Toolkit for working with Common Index File Format (CIFF) files.
Project description
CIFF Toolkit
This repository contains a Python toolkit for working with Common Index File Format (CIFF) files.
Specifically, it provides a CiffReader and CiffWriter for easily reading and writing CIFF files. It also provides a handful of CLI tools, such as merging a CIFF file or dumping its contents.
Installation
To use the CIFF toolkit, install it from PyPI:
$ pip install ciff-toolkit
Usage
Reading
To read a CIFF file, you can use the CiffReader class.
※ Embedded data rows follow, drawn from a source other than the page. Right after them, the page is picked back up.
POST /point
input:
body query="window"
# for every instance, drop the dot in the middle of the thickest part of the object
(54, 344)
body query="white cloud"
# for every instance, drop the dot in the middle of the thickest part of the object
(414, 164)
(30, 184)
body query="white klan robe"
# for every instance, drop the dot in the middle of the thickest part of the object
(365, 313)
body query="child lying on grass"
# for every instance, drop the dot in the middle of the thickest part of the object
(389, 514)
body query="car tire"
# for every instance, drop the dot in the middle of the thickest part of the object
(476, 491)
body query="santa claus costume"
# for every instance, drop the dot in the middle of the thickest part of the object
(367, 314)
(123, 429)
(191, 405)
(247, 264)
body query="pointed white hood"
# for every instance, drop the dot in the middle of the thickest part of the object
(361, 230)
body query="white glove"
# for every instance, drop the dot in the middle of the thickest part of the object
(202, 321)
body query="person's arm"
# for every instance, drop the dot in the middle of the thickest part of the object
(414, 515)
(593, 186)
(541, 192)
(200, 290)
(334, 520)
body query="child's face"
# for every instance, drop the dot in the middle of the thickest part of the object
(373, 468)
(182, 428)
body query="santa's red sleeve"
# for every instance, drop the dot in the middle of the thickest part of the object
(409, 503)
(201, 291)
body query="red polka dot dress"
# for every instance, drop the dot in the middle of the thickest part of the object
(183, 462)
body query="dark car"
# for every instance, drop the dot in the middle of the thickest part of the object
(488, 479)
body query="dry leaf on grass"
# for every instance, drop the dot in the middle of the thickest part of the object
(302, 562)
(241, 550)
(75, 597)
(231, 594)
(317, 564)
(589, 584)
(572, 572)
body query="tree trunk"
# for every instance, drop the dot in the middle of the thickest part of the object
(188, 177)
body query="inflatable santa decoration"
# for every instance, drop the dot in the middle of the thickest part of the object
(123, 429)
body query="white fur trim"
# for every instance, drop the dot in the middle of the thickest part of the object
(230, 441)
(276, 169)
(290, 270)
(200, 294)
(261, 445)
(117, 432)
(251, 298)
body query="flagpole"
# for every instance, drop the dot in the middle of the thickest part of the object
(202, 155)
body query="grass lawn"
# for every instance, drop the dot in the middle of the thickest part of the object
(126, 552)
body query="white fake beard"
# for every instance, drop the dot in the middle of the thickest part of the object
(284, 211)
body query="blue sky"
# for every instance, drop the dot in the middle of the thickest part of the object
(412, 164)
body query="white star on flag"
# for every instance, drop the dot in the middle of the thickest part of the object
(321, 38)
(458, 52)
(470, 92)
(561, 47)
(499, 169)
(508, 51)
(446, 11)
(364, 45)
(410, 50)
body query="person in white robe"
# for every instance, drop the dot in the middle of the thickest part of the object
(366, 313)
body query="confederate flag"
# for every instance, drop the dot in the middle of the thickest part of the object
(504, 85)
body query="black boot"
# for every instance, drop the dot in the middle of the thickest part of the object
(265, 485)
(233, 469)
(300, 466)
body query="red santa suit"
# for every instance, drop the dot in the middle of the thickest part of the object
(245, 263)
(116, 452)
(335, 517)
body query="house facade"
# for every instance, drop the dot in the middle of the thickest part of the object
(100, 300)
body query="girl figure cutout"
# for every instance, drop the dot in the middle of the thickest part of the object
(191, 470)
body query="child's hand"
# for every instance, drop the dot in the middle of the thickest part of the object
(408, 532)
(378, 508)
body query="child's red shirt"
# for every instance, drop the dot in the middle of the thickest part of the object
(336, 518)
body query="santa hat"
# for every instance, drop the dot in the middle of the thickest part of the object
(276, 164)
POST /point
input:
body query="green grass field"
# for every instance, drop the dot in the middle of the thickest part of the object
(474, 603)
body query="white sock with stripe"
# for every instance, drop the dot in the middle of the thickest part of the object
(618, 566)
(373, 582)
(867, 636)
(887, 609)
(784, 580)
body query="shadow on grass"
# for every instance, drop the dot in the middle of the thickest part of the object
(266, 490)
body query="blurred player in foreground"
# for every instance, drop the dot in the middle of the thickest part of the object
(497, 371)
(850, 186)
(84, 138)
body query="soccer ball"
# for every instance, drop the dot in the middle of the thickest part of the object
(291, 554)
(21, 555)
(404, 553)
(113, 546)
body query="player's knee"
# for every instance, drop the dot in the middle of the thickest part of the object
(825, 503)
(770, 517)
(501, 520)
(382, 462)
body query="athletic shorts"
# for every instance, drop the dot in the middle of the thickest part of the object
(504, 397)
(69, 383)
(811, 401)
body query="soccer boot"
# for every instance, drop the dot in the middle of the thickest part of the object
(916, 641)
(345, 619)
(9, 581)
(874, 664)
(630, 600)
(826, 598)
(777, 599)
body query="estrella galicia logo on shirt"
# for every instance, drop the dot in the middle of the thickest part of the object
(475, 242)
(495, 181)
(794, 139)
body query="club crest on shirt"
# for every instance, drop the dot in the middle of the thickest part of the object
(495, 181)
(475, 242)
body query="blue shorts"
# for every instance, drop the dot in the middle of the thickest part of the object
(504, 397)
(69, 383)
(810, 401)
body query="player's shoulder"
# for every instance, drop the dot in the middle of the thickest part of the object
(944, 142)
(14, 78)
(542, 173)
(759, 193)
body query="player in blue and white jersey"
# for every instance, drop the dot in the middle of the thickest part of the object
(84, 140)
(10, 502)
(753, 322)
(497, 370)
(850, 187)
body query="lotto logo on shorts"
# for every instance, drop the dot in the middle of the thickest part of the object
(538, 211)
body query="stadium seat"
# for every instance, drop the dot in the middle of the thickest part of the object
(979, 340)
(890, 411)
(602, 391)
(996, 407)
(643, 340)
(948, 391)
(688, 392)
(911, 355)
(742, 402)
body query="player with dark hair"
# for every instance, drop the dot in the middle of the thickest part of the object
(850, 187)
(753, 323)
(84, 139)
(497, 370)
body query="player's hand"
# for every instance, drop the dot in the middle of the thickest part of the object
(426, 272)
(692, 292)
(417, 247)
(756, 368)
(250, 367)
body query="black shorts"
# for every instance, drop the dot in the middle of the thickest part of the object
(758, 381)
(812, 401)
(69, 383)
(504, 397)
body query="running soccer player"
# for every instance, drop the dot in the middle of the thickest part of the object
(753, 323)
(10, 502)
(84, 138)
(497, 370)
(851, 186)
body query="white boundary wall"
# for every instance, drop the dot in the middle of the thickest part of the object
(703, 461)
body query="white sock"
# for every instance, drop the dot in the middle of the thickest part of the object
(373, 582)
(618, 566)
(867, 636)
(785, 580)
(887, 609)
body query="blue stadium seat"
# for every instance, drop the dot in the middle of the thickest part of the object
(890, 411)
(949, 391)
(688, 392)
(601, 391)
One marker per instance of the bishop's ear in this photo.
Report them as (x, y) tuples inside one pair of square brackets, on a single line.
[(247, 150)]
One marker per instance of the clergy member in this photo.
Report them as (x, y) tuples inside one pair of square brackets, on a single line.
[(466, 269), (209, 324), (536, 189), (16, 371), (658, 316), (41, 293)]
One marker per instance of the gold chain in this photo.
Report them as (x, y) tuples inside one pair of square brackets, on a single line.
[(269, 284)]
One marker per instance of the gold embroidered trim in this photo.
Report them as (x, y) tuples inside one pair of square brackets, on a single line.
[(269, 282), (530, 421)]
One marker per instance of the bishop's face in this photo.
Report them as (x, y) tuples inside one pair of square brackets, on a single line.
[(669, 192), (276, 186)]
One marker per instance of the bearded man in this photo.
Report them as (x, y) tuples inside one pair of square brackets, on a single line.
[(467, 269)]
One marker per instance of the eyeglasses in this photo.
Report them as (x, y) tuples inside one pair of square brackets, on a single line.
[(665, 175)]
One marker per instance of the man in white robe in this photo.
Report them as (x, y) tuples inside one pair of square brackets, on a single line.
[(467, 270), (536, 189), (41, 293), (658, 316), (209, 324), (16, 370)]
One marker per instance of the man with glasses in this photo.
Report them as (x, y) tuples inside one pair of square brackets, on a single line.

It returns the posting lists and documents as lazy generators, so operations that need to process large CIFF files do not need to load the entire index into memory.
The CiffReader can be used as a context manager, automatically opening files if a path is supplied as a str or pathlib.Path.
from ciff_toolkit.read import CiffReader
with CiffReader('./path/to/index.ciff') as reader:
header = reader.read_header()
for pl in reader.read_postings_lists():
print(pl)
for doc in reader.read_documents():
print(doc)
Writing
The CiffWriter offers a similar context manager API:
from ciff_toolkit.ciff_pb2 import Header, PostingsList, DocRecord
from ciff_toolkit.write import CiffWriter
header: Header = ...
postings_lists: list[PostingsList] = ...
doc_records: list[DocRecord] = ...
with CiffWriter('./path/to/index.ciff') as writer:
writer.write_header(header)
writer.write_postings_lists(postings_lists)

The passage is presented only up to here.